= Consumer Directed Personal Assistance Program =

The Consumer Directed Personal Assistance Program (CDPAP) is a Medicaid-funded home care program in New York state. The program allows eligible individuals with chronic illnesses or physical disabilities to hire, train, and supervise their own personal assistants, including family members.

==History==
The New York State Legislature established CDPAP in 1995 under Section 365-f of the New York Social Services Law. By 2024, the program served approximately 250,000 Medicaid enrollees at an annual cost of roughly $6 billion. Annual spending rose from $1.3 billion in 2017 to more than half of total state home care expenditures by 2023. Prior to 2025, a network of approximately 600 fiscal intermediaries administered the program's payroll and administrative functions.

==2024–2025 restructuring and lawsuits==
In April 2024, Governor Kathy Hochul signed legislation consolidating CDPAP administration to a single statewide contractor. The New York State Department of Health selected Public Partnerships LLC (PPL), an Alpharetta, Georgia-based company, as the sole statewide contractor.

The transition took effect on April 1, 2025. Caregivers reported missed payments, incorrect wages, and lost timesheets after the transition.

On March 31, 2025, U.S. District Judge Frederic Block issued a temporary restraining order halting part of the transition. The Legal Aid Society filed a class-action lawsuit against PPL in federal court for unpaid wages. Separate litigation alleged violations of the Fair Labor Standards Act.

==Bid-rigging allegations and investigations==
Crain's New York Business reported that state officials met with PPL and shared a 46-page implementation plan before bidding opened. These meetings contradicted the sworn testimony of the state Health Commissioner, who had denied pre-bid contact. Senator James Skoufis presented draft budget documents from the governor's office that named PPL as the designated contractor weeks before the budget was finalized.

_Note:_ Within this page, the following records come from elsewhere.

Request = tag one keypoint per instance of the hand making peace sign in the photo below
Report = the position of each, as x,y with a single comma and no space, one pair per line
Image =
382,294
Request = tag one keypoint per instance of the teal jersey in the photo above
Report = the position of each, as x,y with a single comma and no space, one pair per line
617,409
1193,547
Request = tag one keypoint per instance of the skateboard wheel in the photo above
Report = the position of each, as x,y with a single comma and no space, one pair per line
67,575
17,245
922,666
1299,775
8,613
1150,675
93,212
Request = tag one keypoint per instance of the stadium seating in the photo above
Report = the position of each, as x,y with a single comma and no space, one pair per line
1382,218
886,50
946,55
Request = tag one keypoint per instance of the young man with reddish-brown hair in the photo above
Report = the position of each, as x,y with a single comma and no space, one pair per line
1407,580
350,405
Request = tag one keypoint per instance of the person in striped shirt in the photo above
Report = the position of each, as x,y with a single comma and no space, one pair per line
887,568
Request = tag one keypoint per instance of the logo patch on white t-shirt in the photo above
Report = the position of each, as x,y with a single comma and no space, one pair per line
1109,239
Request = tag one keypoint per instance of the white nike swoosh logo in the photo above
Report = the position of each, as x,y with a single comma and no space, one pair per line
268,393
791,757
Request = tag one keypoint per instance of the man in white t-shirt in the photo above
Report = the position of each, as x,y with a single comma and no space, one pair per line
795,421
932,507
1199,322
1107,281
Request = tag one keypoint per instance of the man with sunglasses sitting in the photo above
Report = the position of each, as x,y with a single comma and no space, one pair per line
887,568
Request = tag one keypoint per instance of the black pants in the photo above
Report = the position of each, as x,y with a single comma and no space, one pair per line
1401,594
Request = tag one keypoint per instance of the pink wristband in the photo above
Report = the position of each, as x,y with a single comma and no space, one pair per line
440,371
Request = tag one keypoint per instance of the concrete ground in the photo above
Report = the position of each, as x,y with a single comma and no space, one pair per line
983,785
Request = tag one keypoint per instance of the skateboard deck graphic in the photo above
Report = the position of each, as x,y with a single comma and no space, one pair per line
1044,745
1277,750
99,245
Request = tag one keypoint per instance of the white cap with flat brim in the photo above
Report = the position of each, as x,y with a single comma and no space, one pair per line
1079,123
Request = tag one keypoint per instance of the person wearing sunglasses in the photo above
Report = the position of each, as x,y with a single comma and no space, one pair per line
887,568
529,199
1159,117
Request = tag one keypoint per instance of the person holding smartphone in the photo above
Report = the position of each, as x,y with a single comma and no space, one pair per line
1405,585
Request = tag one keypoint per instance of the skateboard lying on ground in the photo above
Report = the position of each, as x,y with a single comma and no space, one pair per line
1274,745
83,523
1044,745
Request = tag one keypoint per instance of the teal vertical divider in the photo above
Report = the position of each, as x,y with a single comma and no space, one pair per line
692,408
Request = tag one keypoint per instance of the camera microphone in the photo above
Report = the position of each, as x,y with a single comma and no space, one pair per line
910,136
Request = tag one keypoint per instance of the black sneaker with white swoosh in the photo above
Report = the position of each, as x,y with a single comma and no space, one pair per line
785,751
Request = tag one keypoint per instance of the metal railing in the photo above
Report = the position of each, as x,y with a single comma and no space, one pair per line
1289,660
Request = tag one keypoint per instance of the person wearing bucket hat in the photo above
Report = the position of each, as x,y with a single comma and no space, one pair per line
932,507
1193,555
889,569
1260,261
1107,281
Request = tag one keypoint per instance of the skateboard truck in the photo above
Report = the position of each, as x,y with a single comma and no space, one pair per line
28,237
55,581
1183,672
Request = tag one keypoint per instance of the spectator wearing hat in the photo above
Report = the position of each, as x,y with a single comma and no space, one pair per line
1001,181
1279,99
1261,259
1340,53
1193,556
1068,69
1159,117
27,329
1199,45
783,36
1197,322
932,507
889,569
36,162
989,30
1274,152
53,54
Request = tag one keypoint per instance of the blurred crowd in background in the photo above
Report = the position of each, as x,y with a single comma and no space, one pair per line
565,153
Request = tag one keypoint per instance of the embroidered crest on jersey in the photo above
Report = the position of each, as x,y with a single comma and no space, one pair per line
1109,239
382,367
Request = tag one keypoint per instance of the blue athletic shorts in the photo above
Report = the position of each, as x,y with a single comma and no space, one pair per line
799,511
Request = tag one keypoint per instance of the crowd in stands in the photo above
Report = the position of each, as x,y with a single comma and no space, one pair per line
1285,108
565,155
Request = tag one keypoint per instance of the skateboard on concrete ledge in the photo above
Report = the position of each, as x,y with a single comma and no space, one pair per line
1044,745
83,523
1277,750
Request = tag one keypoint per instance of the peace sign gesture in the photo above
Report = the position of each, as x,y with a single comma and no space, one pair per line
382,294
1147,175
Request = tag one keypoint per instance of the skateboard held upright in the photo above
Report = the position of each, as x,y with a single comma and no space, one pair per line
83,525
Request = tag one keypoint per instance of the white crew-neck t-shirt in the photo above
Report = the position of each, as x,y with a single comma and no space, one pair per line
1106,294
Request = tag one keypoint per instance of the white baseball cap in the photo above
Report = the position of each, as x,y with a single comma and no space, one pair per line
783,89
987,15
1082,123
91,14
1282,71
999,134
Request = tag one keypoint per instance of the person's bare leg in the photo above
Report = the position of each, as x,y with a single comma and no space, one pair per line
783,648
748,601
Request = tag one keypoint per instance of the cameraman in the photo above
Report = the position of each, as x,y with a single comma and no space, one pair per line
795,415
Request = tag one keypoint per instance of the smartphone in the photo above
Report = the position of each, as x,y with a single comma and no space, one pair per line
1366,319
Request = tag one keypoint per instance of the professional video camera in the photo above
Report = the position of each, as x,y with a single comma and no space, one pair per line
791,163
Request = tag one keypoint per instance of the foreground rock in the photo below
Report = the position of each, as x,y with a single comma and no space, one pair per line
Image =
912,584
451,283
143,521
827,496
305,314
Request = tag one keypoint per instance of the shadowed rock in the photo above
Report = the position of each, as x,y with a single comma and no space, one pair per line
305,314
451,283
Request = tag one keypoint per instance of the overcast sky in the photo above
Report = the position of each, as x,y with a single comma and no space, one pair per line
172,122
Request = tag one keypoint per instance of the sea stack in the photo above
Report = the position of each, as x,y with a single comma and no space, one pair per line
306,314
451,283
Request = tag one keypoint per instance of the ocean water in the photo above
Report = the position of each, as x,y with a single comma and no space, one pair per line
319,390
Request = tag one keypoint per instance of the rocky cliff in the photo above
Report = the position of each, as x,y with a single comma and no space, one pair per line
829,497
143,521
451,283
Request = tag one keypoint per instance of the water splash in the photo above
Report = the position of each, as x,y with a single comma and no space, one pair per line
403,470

On August 21, 2025, the New York State Senate held a joint hearing chaired by Senators Gustavo Rivera and Skoufis. PPL Vice President Patty Byrnes testified that there had been no pre-bid contact with state officials. PPL later retracted this testimony in a letter to lawmakers, acknowledging pre-bid communications with the Department of Health.

Industry representatives, including Julian Hagmann of Caring Professionals Inc., a New York home care agency, submitted testimony on PPL's operational record in other states. PPL President Maria Perrin announced her resignation in July 2025, and CEO Vince Coppola was replaced. Lieutenant Governor Antonio Delgado called for a state-led investigation into the transition.

The United States Department of Justice reportedly opened an investigation into the contract award process in 2025. Senator Skoufis proposed a constitutional amendment requiring comptroller approval of large state contracts. The Department of Health stated that the transition reduced per-consumer administrative costs from $1,000 per month to approximately $68. Governor Hochul denied allegations of impropriety in the bidding process.